Synopsis: While Gates Hunt chose to fight his abusive father head-on, his younger brother, Mason, eventually escaped their bitter, impoverished circumstances by earning a free ride to college and law school. And while Gates became an intransigent, compulsive felon, Mason met and married the love of his life, had a spitfire daughter, and returned to his rural hometown as the commonwealth’s attorney. But Mason’s idyll is abruptly pierced by a wicked tragedy, and soon afterward his life further unravels when Gates, convinced that his brother’s legal influence should spring him from prison, attempts to force his cooperation by means of a secret they’d both sworn to take with them to the grave. And with his closest friend and staunch ally suddenly threatened by secrets of his own, Mason ultimately finds himself facing complete ruin and desperately defending everything and everyone he holds dear.
The last title I got is actually a duplicate of one already in my collection:
In the Shadow of Gotham by Stefanie Pintoff (Minotaur Books, NY, 2009)
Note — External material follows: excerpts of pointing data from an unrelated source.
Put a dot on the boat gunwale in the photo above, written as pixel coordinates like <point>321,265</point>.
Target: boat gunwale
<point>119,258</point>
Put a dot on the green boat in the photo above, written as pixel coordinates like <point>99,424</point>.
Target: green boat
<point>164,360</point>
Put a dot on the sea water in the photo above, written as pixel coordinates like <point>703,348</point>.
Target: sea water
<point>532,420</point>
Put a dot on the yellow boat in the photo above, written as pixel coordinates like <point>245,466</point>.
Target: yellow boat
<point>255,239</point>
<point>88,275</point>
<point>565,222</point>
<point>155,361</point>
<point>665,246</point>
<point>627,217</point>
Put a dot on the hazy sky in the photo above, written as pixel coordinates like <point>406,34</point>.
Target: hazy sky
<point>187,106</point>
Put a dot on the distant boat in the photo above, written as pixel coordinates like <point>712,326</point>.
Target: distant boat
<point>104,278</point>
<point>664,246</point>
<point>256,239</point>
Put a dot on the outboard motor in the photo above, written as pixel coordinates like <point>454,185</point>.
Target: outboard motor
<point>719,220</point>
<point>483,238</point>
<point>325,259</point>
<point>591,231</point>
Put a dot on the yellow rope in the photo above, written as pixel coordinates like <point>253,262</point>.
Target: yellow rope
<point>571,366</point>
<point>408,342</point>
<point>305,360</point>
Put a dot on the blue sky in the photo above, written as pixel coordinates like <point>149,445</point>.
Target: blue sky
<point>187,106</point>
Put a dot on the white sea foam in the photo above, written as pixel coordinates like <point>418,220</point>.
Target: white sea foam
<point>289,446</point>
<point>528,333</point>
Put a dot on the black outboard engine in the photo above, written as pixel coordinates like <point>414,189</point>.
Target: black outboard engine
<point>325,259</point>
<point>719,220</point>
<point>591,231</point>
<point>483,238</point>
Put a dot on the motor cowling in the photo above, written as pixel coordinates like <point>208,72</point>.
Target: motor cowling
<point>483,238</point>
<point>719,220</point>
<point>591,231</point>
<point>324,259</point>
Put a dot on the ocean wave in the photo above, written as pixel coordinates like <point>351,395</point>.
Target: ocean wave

Orig. price: $24.95 (paid: $4)
Condition: Very Good; Dust Jacket: Very Good (small shelf-wear crease on lower spine)
Value: $13 - $100+ unsigned; $50 - $225 signed
Pintoff won the Mystery Writers of America Edgar Award for this title. The value for Gotham is all over the place. I've seen unsigned first printings, listed in "as new" condition, for as low as $13 and as high as $125. Signed copies can still be gotten for less than $50 but easily climb into the $200 range.